Nkrumah, deeply devastated with Lumumba’s assassination, also fell to predatory and megalomaniac machinations of the CIA when he was deposed as Ghana’s leader via a coup in 1966. His stern warnings about imperialist interference – this time from the CIA – were crystallized with the materialization of these two events: Lumumba’s assassination and the coup that deposed Nkrumah. Puppet governments subservient to American and Western interests were installed: in the DRC, it was the callous Mobutu Sese Seko.

The nationalist movements for liberation in Zimbabwe and Mozambique were intricately woven as the two neighbouring countries fought side by side to attain majority rule for black Africans. Mozambique won majority rule in 1975 following the departure of Portuguese colonial settlers, with Zimbabwe attaining majority rule in 1980.

When Mozambique got its independence under the astute leadership of the venerated leader Samora Machel in 1975, it posed serious existential threats to the colonial states of Rhodesia and apartheid South Africa.

The sovereignty of Mozambique, avowedly built on Leftism (socialism/communism), served as a liberatory channel for Zimbabwean nationalists engaged in an acrimonious guerrilla warfare with Rhodesia. The latter depended on a reliable ally – apartheid South Africa. White Rhodesia and South Africa did not hesitate to enlist the help of the CIA.

Initially, Rhodesia’s Central Intelligence created the Mozambican National Resistance Army (RENAMO), a rebel group led by Alfonso Dhlakama to weaken ZANLA and FRELIMO by pushing an anti-communist agenda. Apartheid South Africa continued to fund and support RENAMO with the help of the CIA (after Zimbabwe got independence).

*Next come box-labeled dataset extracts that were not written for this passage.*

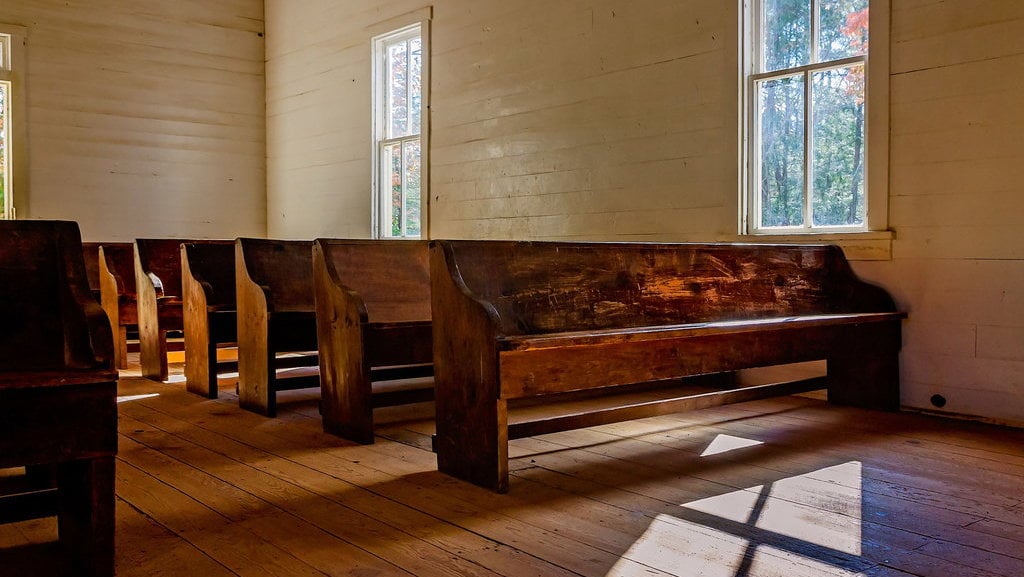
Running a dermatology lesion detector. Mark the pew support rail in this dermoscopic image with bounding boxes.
[430,241,905,492]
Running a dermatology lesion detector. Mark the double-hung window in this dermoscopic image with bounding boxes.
[0,34,13,218]
[745,0,870,234]
[373,24,426,238]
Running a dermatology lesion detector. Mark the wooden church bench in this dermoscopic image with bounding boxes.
[430,241,905,492]
[313,239,433,444]
[181,242,238,399]
[0,220,118,576]
[135,239,231,380]
[82,242,103,302]
[97,243,138,369]
[234,238,319,416]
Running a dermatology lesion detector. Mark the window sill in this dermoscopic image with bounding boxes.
[717,231,895,260]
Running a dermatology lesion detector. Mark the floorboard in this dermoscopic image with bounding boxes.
[0,354,1024,577]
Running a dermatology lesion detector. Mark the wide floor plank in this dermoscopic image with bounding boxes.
[0,364,1024,577]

This resulted in a bitter civil war that lasted from 1975 till a ceasefire was agreed in 1992. CIA covertly supported RENAMO, but later grew skeptical of it saying that Dhlakama did not match Machel’s political stature. Machel died in a mysterious plane crash in 1986 near South Africa’s border.

Of importance to note too is the Angolan civil war after its independence in 1975 – heightened by the Battle of Cuito Cuanavale in 1988.

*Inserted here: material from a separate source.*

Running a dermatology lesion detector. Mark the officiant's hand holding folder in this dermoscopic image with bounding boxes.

It was an ideological war pitting the Marxist inclined Movement for the Liberation of Angola (MPLA) supported by Cuba, the Soviet Union, and other African liberation movements including South Africa’s ANC and South West Africa People’s Organisation (SWAPO) and the Union for the Total Independence of Angola (UNITA), a rebel group led by Jonas Savimbi (similar to RENAMO) – it received anti-communist support from America’s CIA and apartheid South Africa.

However, the battle was a turning point in Southern Africa’s history that ultimately led to the independence of Namibia.

The CIA, even without superimposing the colonial hegemony similar to that of European powers, was driven by the frenzied reactions of the Cold War in which the “fear of communism” justified interference via coups and proxy wars.

This destabilized the foundation for organic paths of self-determination that new African nation states sought to carve for their collective well-being.

The CIA must not hide behind the historical amnesia caused by profound agency secrecy – it must be held accountable for its “drunkenness” with power laden with murder [but without the will to openly effect (neo)colonial regimes] that destabilized post-colonial African attempts towards emancipatory independence and sovereignty.